Alphabet reported after hours and earning per share of $10.12 fell well short of expectations ($12.42). Despite besting revenue expectations ($40.5B vs. $40.32B expected), investments in its cloud business ate away at the bottom line.

Even though most metrics fell in line with what the Street demanded, and despite Sundar Pichai's best efforts to smooth over the miss, Alphabet's stock dropped nearly 2% after hours.

Anything else?

But it wasn’t all trainwrecks and fire drills for Google yesterday as the company announced it is looking to purchase Fitbit. While the price wasn’t disclosed, the news alone sent Fitbit’s stock up 30.5% and added roughly $330M to its market cap. But did they get their steps in? 

Buying Fitbit would launch Google squarely into the wearables space for a showdown with Apple.

Going Beyond

An IPO darling announcing its first profitable quarter is the stuff on investor’s wet dreams, right? Not so fast.

Beyond Meat announced $.06 EPS which was greater than the $.03 estimates. And revenue came in at $92M for the quarter, $10M higher than expected.

So what gives? Two words: lockup period (or lack thereof). You see, the great news means it is prime time for some investors to cash out as the IPO lockup period (WTF is this?) expires today.
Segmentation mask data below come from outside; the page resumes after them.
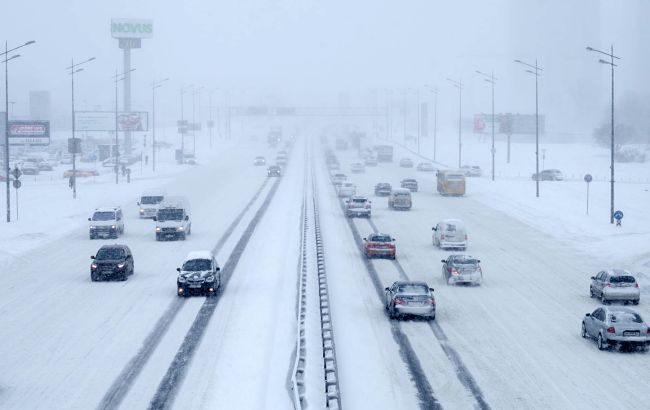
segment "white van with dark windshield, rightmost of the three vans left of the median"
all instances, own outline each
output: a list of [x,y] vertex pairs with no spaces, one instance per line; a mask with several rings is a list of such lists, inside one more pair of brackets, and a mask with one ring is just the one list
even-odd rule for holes
[[156,222],[156,240],[185,240],[192,233],[190,205],[184,197],[167,197],[158,206],[153,218]]

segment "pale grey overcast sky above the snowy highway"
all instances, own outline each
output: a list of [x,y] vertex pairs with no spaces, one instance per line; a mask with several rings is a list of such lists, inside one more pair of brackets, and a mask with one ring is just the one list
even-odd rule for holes
[[[54,114],[65,113],[65,67],[91,56],[97,60],[75,77],[79,109],[112,109],[122,52],[110,20],[124,17],[154,22],[154,38],[133,51],[133,108],[150,110],[151,81],[169,77],[157,94],[166,118],[179,116],[187,84],[228,89],[241,103],[287,105],[336,104],[342,90],[364,104],[373,92],[382,99],[387,90],[431,84],[440,90],[441,123],[452,124],[457,92],[447,77],[466,84],[467,113],[489,110],[489,84],[477,69],[495,71],[498,112],[532,113],[534,80],[513,63],[519,58],[544,69],[548,128],[573,132],[591,130],[609,101],[607,66],[585,46],[613,43],[623,57],[617,94],[646,93],[649,10],[643,0],[22,0],[5,6],[0,39],[10,48],[37,41],[9,63],[17,116],[28,113],[29,90],[50,90]],[[424,89],[421,96],[431,97]]]

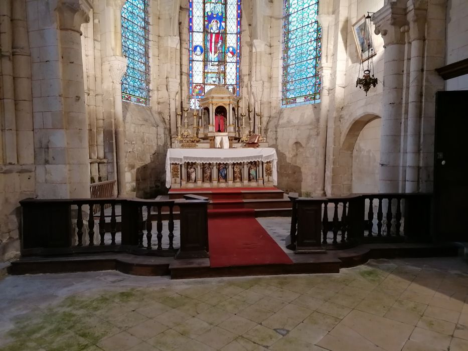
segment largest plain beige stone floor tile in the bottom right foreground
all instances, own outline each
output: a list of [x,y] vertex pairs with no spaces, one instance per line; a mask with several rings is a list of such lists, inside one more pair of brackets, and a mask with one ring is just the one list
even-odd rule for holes
[[347,326],[375,345],[389,351],[399,351],[409,338],[413,326],[358,310],[350,312],[330,332],[339,326]]

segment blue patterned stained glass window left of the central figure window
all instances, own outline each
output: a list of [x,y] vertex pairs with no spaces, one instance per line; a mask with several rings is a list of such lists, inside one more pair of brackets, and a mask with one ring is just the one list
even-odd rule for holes
[[122,100],[149,102],[148,0],[127,0],[122,7],[122,52],[127,70],[122,77]]

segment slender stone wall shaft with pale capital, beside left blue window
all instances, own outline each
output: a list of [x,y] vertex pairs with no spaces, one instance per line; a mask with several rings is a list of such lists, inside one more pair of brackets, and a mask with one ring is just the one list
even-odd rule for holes
[[110,56],[103,60],[103,70],[108,69],[112,82],[112,95],[114,101],[114,154],[116,162],[114,162],[115,174],[117,174],[117,189],[118,196],[124,197],[126,194],[125,185],[125,130],[123,125],[122,112],[122,84],[121,80],[127,68],[127,59],[122,56]]

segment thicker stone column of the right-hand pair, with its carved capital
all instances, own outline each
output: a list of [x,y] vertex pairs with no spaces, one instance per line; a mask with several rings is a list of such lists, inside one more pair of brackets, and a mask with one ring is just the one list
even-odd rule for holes
[[397,0],[387,3],[372,16],[372,22],[375,33],[382,35],[385,48],[379,191],[398,193],[402,191],[400,144],[406,2]]

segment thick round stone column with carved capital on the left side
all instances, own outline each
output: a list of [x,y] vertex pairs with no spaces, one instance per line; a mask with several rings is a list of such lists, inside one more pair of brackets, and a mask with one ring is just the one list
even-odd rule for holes
[[89,21],[88,13],[91,8],[89,0],[60,0],[56,8],[60,30],[63,126],[67,159],[62,171],[68,168],[67,184],[70,198],[89,197],[88,121],[80,27]]

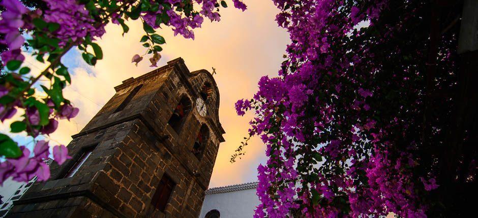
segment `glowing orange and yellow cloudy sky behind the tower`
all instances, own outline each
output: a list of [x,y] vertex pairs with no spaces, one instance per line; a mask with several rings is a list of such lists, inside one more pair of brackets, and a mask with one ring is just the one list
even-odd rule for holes
[[[210,187],[257,180],[257,165],[265,162],[264,146],[259,138],[250,140],[245,158],[233,164],[229,162],[231,154],[247,135],[248,122],[252,118],[250,113],[238,117],[234,103],[241,98],[251,98],[257,91],[260,77],[277,75],[289,43],[287,32],[277,26],[275,16],[279,10],[272,1],[244,2],[248,5],[245,12],[228,2],[228,8],[221,8],[220,22],[204,20],[202,28],[194,30],[194,41],[180,35],[174,37],[168,28],[158,29],[166,39],[158,66],[182,57],[191,71],[207,69],[211,72],[215,67],[218,73],[214,78],[220,91],[219,117],[226,131],[223,135],[226,142],[219,148]],[[80,114],[73,122],[60,121],[58,130],[51,135],[53,143],[68,144],[70,136],[81,130],[114,95],[114,86],[154,69],[149,67],[149,56],[145,56],[137,67],[131,63],[132,56],[144,54],[145,49],[139,43],[143,35],[141,23],[135,21],[128,25],[130,31],[124,37],[121,27],[114,24],[106,27],[107,33],[98,41],[104,58],[95,67],[86,65],[77,51],[71,51],[62,59],[73,74],[72,85],[64,90],[64,95],[80,108]],[[33,74],[44,68],[26,56]]]

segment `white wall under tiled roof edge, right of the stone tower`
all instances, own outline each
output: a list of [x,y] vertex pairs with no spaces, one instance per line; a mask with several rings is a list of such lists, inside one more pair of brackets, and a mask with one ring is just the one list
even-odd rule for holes
[[204,218],[206,213],[213,209],[219,210],[221,217],[249,218],[254,215],[259,203],[255,189],[208,194],[204,198],[199,218]]

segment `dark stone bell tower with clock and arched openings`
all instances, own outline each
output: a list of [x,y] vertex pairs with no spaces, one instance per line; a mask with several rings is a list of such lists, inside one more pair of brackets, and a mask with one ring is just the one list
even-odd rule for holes
[[224,141],[213,77],[177,58],[114,89],[7,217],[198,217]]

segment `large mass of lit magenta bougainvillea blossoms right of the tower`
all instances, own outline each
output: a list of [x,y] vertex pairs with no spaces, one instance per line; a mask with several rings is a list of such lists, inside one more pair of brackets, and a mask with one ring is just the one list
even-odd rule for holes
[[[288,59],[279,77],[259,80],[250,102],[235,104],[240,116],[256,109],[249,134],[259,135],[268,157],[257,169],[261,204],[255,217],[285,217],[291,211],[305,217],[378,217],[389,212],[426,217],[427,206],[417,192],[438,185],[434,178],[412,176],[415,144],[399,150],[401,145],[389,140],[391,131],[405,131],[407,125],[373,114],[370,102],[380,90],[367,80],[380,66],[366,57],[374,54],[349,47],[351,37],[362,34],[354,26],[364,20],[373,25],[389,1],[345,6],[339,0],[273,2],[281,10],[276,21],[292,41]],[[361,72],[359,66],[369,71]]]

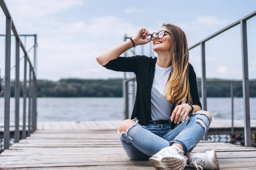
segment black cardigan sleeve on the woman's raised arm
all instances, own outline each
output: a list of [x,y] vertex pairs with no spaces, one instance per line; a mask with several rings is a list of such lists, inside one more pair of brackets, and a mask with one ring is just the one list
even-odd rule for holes
[[137,72],[138,56],[133,57],[118,57],[109,61],[104,67],[109,70],[123,72]]

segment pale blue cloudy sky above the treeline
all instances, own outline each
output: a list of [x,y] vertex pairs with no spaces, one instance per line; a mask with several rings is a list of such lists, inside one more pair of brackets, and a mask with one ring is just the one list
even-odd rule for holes
[[[188,46],[212,35],[256,10],[256,1],[121,1],[121,0],[8,0],[5,1],[18,33],[38,35],[37,78],[108,79],[123,73],[106,70],[96,57],[133,37],[142,27],[156,32],[163,23],[177,25],[185,32]],[[207,41],[207,78],[242,79],[240,25]],[[256,78],[256,16],[247,21],[249,78]],[[0,34],[5,33],[5,16],[0,10]],[[23,44],[25,39],[21,38]],[[5,42],[0,37],[0,68],[4,73]],[[34,40],[26,39],[26,49]],[[11,66],[15,65],[12,39]],[[150,45],[144,54],[152,56]],[[136,47],[142,54],[142,47]],[[33,61],[33,52],[28,53]],[[128,56],[133,56],[131,52]],[[189,51],[189,62],[201,77],[200,46]],[[22,57],[23,54],[20,55]],[[23,59],[20,60],[21,70]],[[15,77],[15,69],[11,78]],[[20,75],[23,78],[23,75]]]

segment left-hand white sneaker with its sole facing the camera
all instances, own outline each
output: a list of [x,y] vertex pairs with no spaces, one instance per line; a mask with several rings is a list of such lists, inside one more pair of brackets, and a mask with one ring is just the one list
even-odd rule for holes
[[155,169],[184,169],[187,164],[187,157],[177,146],[168,146],[157,152],[150,159]]

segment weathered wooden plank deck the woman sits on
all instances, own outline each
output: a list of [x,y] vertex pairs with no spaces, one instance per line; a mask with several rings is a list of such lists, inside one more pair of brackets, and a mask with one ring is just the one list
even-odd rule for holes
[[[116,131],[120,122],[39,122],[31,137],[0,155],[0,169],[154,169],[126,156]],[[256,167],[254,147],[201,141],[193,152],[213,148],[220,169]]]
Fear of early investors abandoning ship sent shares down nearly 10% after hours yesterday.

The bottom line ...

In addition to their short term woes, both Alphabet and Beyond face longer-term headwinds ... namely the competition.

Alphabet is spending like a sugar baby that just spent a weekend at Cannes with an overweight eastern European oligarch. The company is playing catch up in the cloud arms race. It currently lags both Microsoft and market leader, Amazon.

Going forward Beyond Meat faces stiff competition not only from other startups like Impossible, but established food giants like Nestle and Tyson (mmm, chicken tenders) that are establishing their own disgusting meat-alternatives to dethrone BYND.